The Path Toward Coexistence
Despite the litigation, some publishers remain pragmatic. An executive from a company already participating in the Perplexity partnership program offered a more nuanced view: "Based on my experience, I have no reason to doubt their sincerity. At this stage, AI companies must nurture the publishing ecosystem that feeds their consumer-facing products. Publishers need to survive for all this to work. But the change needed to get there is going to be bumpy."
This sentiment suggests that while the current "trust gap" is wide, there is a path forward—if, and only if, Perplexity moves beyond keynotes and press releases. For many in the media, the ultimate litmus test will be the creation of substantive, reliable, and recurring licensing revenue that reflects the true value of high-quality journalism.
Industry Snapshot: Broader Trends
While the Perplexity saga dominates headlines, the broader media ecosystem continues to shift:
- Google’s AI Overviews: The UK’s Competition and Markets Authority (CMA) has mandated that publishers be given the choice to opt-out of Google’s AI Overviews, a significant win for content creators seeking more control.

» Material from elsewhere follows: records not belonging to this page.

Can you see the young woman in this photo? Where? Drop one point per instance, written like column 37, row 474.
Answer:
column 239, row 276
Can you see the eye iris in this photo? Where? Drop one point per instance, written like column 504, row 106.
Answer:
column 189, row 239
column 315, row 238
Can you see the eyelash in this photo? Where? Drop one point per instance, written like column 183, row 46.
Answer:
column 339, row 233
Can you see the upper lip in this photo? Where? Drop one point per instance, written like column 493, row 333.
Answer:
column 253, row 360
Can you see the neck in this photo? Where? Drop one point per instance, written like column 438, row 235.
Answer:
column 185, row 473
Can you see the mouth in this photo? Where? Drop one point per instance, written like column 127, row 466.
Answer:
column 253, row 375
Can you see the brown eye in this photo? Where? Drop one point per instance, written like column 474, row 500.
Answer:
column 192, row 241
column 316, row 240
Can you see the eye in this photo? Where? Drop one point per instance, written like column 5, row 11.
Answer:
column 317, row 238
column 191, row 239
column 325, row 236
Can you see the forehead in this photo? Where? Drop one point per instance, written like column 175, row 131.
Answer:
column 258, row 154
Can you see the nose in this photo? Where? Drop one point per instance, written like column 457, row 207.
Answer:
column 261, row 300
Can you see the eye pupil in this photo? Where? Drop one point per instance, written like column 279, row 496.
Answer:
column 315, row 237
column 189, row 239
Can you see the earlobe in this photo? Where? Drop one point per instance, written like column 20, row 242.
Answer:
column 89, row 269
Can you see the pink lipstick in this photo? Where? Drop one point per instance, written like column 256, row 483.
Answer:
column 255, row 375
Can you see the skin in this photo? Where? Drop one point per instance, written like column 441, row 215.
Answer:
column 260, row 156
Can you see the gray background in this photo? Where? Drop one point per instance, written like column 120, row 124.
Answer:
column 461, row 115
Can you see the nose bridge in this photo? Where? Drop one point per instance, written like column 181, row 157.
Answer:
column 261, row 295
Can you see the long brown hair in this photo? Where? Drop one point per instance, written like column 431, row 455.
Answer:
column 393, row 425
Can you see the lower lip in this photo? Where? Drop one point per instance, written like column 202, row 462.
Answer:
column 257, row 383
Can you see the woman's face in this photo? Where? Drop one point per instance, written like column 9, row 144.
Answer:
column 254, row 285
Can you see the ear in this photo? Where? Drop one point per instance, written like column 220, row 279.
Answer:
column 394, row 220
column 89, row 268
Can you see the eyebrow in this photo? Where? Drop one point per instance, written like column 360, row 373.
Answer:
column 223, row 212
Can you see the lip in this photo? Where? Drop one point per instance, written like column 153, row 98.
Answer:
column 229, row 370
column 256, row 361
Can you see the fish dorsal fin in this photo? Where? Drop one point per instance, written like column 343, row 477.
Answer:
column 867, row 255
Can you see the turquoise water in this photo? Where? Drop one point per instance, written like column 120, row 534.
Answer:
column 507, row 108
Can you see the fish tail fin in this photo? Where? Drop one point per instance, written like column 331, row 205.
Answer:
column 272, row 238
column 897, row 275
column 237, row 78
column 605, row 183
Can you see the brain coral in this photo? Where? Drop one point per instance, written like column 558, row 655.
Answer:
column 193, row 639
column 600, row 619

- The Pivot to Commerce: Glamour magazine’s shift toward an affiliate-commerce-focused model highlights the desperate search for revenue stability in an era where traditional display advertising is being cannibalized by AI search.
- Licensing Successes: The Associated Press and OpenAI have extended their agreement regarding election data, proving that licensing models can succeed when the terms are mutually beneficial and transparent.
- Corporate Hedging: Industry veterans like Barry Diller, chairman of People Inc., are looking to diversify into unrelated sectors—such as casino and resort operations—as a hedge against the volatile future of the AI-driven media landscape.
Conclusion
Perplexity stands at a crossroads. It has the technology to revolutionize search, but it has yet to prove it can exist within the legal and ethical framework of the publishing industry. As the company continues to fend off lawsuits and attempt to build a bridge to publishers, one thing remains clear: in the era of AI, the currency of the future is not just data—it is trust. Until Perplexity can translate its promises into fair, scalable, and contractual compensation, that trust will remain in short supply.